Vous sortez de chez vous. Sur le trotoir, vous manquez de tomber. Votre pied a heurté un caillou, plus petit que vous, puisque vous ne l’avez pas vu, mais qui vous a déséquilibré. Stabilisé, vous regardez derrière pour voir ce qui a failli vous mettre par terre. Un petit caillou !
L'article qui suit traite de ce petit obstacle, que le grec appelle skandalôn, dont le verbe associé est skandalizô, qui veut dire “scandaliser”, “être une occasion de chute pour autrui”.

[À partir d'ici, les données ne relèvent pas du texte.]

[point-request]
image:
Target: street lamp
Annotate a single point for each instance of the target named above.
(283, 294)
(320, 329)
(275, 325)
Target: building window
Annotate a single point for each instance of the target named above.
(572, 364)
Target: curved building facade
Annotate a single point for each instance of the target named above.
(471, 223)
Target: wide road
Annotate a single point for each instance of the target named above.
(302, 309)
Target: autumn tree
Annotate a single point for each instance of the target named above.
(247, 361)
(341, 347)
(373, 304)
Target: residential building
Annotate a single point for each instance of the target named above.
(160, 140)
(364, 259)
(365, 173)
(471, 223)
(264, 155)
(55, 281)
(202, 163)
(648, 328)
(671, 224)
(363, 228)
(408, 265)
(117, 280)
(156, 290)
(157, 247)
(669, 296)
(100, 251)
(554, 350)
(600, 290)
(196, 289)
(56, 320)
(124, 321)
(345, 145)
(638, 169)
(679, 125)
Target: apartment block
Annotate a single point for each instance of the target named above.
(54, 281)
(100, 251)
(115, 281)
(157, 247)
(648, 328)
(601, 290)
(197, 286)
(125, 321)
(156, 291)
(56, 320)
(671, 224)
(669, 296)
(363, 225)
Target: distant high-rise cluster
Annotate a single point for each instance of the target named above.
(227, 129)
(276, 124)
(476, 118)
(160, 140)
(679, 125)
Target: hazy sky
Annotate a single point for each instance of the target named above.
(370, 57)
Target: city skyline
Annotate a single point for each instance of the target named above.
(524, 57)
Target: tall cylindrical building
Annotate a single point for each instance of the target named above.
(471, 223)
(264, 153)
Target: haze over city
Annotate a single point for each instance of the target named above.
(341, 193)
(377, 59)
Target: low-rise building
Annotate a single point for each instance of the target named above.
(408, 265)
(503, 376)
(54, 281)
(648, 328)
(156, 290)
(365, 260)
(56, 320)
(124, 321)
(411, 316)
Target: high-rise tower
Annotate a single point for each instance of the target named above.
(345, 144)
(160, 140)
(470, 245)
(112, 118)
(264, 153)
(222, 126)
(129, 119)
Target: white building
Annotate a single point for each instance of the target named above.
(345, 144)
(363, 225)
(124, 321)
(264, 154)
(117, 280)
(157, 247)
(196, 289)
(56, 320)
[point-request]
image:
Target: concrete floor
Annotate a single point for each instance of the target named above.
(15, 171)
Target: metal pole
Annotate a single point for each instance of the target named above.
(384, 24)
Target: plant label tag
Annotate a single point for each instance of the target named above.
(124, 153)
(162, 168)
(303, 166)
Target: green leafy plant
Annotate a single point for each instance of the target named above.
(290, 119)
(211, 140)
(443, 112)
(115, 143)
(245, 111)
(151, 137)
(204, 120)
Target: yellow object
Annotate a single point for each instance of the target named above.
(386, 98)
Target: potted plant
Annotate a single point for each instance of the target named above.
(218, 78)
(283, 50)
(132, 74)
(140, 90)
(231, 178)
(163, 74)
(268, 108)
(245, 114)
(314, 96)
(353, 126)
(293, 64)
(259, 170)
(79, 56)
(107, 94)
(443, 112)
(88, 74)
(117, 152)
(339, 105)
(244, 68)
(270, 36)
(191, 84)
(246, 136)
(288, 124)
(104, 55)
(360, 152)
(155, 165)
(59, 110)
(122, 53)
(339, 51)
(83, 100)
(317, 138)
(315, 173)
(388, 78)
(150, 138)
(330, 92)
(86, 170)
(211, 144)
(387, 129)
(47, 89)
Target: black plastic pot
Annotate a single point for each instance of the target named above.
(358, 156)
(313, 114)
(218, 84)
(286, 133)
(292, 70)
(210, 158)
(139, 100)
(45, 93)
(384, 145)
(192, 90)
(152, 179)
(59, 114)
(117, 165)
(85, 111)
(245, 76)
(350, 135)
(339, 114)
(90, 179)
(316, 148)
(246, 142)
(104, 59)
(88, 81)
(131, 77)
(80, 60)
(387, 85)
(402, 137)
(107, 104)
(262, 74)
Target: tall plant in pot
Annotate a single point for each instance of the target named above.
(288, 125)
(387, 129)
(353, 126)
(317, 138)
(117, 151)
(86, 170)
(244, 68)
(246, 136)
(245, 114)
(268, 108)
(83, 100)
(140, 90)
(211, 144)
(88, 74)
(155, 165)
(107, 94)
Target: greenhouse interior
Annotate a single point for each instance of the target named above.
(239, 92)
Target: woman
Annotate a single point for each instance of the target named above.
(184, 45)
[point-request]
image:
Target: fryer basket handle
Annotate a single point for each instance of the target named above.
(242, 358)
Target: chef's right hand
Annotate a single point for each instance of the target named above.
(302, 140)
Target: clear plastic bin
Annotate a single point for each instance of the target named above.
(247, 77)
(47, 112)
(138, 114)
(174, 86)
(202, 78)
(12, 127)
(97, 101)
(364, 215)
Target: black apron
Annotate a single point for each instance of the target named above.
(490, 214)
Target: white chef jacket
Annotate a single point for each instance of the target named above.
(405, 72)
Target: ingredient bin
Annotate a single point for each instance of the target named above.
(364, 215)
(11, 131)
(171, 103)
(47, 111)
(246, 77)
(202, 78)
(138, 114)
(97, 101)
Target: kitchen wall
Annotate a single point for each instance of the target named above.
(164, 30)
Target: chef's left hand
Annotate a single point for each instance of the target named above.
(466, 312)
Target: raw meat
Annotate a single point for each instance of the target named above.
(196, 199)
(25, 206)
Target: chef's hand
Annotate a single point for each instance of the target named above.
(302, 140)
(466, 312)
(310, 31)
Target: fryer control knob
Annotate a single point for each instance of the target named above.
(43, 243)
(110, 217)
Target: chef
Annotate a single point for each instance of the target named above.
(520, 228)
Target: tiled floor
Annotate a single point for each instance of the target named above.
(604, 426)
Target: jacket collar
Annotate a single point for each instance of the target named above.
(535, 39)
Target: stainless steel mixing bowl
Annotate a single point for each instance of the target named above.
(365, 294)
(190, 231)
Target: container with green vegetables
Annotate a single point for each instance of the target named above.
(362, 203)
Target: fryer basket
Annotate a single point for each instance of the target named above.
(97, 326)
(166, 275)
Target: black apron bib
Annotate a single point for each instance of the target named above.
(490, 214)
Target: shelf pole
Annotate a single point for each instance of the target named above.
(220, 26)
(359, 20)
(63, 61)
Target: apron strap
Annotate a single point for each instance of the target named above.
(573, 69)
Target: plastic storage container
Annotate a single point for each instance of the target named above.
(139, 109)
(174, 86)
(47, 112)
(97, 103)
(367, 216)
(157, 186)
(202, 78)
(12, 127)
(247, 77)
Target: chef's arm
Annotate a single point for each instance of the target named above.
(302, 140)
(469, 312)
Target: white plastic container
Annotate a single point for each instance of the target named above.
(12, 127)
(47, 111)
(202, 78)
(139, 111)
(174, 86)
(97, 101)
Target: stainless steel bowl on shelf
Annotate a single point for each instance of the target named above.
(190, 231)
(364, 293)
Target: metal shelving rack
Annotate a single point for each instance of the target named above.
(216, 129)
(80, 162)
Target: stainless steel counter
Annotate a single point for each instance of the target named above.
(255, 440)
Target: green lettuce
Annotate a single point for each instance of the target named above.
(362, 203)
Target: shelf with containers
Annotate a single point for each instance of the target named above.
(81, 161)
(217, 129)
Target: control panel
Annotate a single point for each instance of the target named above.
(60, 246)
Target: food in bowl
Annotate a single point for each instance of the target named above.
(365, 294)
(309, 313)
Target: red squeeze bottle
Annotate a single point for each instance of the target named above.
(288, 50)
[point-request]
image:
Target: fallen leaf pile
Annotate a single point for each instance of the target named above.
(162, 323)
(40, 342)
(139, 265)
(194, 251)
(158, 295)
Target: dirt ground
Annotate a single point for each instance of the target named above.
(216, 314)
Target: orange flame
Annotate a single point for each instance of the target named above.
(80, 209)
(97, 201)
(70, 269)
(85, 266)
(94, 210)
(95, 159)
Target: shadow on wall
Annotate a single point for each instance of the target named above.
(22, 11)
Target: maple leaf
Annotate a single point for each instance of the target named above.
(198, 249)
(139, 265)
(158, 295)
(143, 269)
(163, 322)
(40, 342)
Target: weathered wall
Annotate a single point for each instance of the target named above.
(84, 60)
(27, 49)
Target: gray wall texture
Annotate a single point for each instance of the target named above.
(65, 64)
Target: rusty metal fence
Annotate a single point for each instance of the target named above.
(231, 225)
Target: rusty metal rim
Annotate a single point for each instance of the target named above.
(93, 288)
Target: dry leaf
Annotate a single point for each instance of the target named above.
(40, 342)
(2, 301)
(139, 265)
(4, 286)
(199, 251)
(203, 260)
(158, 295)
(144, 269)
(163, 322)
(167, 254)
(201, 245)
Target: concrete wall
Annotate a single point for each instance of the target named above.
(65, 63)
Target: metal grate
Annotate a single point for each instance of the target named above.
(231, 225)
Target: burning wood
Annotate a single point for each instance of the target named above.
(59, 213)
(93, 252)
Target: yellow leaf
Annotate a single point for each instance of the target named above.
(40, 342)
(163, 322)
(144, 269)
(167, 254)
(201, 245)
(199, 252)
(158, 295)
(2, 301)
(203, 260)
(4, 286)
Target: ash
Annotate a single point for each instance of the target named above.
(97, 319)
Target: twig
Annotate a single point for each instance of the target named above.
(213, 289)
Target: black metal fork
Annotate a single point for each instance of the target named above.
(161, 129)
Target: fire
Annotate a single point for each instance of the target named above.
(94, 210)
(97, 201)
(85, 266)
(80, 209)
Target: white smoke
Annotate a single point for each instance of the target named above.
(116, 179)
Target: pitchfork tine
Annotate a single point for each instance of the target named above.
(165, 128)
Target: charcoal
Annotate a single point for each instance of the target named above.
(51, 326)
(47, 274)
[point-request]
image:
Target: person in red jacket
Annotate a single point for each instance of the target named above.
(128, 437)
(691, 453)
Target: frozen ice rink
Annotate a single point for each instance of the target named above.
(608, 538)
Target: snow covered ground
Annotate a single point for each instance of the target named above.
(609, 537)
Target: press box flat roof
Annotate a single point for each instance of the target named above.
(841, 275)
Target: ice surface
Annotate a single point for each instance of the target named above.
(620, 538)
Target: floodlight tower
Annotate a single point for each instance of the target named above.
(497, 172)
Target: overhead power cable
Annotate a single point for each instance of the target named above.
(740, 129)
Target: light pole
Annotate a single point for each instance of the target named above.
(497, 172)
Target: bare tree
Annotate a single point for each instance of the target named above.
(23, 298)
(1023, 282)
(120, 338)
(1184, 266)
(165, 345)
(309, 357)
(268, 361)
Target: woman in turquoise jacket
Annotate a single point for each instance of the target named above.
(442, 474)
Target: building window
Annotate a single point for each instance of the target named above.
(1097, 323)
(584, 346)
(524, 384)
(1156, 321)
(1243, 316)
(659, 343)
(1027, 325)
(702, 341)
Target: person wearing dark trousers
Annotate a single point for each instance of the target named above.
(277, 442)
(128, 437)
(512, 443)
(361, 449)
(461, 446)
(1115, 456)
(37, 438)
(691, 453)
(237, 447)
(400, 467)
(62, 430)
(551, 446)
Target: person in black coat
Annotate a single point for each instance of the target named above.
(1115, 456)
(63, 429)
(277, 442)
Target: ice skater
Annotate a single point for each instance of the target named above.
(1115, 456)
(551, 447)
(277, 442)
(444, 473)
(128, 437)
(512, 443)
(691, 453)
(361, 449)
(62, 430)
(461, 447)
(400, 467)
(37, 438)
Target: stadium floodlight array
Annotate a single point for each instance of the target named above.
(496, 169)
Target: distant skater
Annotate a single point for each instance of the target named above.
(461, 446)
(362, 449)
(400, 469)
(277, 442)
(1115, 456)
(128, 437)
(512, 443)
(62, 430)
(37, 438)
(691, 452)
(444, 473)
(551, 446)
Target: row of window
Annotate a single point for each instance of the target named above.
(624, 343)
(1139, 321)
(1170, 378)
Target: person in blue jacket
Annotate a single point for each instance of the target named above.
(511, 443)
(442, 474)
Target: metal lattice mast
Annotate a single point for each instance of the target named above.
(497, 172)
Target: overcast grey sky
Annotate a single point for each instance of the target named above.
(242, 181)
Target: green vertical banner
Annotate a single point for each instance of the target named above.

Un mot de la Bible, le mot ‘scandale’ ...
par Philippe B. KABONGO-MBAYA

Significativement, le terme et son verbe apparaissent à peu près 20 fois dans le Nouveau Testament et 6 fois dans le Premier Testament, y compris dans les Ecrits deutérocanoniques. C’est le vocable hébreux MiKSôL qui a été traduit par skandalôn en grec. Cela peut signifier aussi bien un ‘piège’, comme nous l’avons déjà mentionné, une ‘embûche’, ou bien encore un ‘obstacle’. On peut remarquer qu’il s’agit d’un ‘piège’ ou d’un ‘obstacle placé sur le chemin’ avec ou sans l’intention de ‘faire tomber’. Qu’on ait délibérement voulu ou non cette chute de l’autre, la Bible semble insister sur le fait qu’un autre a pu tomber, s’est trouvé pris au piège, désorienté ou dérouté par une cause extérieure à sa volonté.

Dans le Premier Testament, en Lévitique 19,13-14, on trouve un commandement qui dit : «N’insultez pas un sourd. Ne mettez pas d’obstacle devant un aveugle». Insulter un sourd c’est de la pure lâcheté ; pièger un aveugle c’est du sadisme sordide ! 1 Maccabées 5,4 parle des adversaires des Juifs, qui les piègent , et une fois qu’ils sont tombés, les attaquent. Le mot a aussi un sens moral dans le Premier Testament. Dans Judith 8,22, nous lisons ceci : «nous serons un objet de scandale et d’opprobre devant nos conquérants». Ce passage est intéressant, car il montre comment le fait de tomber, ou plus exactement de se ‘faire avoir’, est scandale pour les autres, y compris ceux-là mêmes qui nous ont eu ! Car cela inspire déconsidération et dégoût. C’est également la même idée que l’on trouve dans le Psaume 31,12.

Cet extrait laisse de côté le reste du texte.